I've been trying to find a new recoil for my ST724. I've come up with the Tecumseh part numbers 590602 and 590473 for the recoil. All sites that I locate those numbers list them as no longer available Can anybody point me in the right direction?

Model number- 924048
Serial number- 001442
Tecumseh engine number- H70-130210E


----------



## Shryp (Jan 1, 2011)

Try ebay or a local small engine shop that has a bunch of parts in the back. Also check craigslist for someone that has a blown up engine.


----------



## Grunt (Nov 11, 2013)

Hello and welcome to the forum Delanez. Most of the parts to repair the recoil seem to be still available. What is wrong with the one you have? I did find a new one at a crazy price.
Outdoor Distributors - Lawn Mower Parts

There are people on this forum who have older parts on hand and may be willing to sell you one. Try to wait for more replies to your question.


----------



## Coby7 (Nov 6, 2014)

Delanez said:


> I've been trying to find a new recoil for my ST724. I've come up with the Tecumseh part numbers 590602 and 590473 for the recoil.

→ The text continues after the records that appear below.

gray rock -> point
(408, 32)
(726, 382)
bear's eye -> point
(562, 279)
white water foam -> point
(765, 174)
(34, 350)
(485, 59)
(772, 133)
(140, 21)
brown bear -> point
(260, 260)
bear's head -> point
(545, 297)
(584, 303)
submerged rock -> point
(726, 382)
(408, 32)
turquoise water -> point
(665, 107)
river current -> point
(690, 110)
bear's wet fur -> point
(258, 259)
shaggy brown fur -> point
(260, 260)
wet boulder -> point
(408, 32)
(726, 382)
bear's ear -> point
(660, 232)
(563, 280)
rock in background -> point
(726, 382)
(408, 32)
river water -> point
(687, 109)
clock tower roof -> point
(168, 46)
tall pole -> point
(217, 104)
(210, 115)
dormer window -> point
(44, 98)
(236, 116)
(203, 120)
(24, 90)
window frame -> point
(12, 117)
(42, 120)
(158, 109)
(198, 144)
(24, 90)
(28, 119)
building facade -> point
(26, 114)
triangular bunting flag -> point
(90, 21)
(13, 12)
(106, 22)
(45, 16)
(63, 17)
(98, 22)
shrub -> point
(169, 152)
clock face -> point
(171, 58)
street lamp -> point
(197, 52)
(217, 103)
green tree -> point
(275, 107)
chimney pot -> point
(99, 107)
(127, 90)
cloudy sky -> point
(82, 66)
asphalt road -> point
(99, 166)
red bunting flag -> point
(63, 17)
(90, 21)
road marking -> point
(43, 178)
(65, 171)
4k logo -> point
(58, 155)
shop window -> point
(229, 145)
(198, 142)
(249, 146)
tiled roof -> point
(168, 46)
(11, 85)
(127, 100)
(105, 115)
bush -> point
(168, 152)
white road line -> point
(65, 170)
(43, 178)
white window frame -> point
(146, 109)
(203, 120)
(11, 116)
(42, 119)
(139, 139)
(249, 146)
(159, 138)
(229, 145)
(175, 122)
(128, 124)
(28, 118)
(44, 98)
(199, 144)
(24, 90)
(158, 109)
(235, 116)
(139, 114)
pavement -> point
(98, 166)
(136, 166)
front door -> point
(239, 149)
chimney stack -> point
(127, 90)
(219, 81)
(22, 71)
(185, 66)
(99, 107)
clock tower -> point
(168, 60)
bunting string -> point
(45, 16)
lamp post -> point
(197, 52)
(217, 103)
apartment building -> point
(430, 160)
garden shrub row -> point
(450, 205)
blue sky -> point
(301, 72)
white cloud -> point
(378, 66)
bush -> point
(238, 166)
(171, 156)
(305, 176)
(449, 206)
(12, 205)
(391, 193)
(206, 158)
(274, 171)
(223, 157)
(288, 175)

All sites that I locate those numbers list them as no longer available Can anybody point me in the right direction?
> 
> Model number- 924048
> Serial number- 001442
> Tecumseh engine number- H70-130210E


Those numbers have both been replaced by STE150-003

http://www.serviceproparts.com/contents/en-us/d4866.html $37.58USD

Stens 150 003 Recoil Starter Assembly Tecumseh 590420A NEW | eBay $46.96USD


----------



## 43128 (Feb 14, 2014)

i have a spare i will sell for 20 bucks plus shipping. pm me if you want it, pulled off a blown tecumseh engine on an ariens 10,000 series frame. its white, not black


----------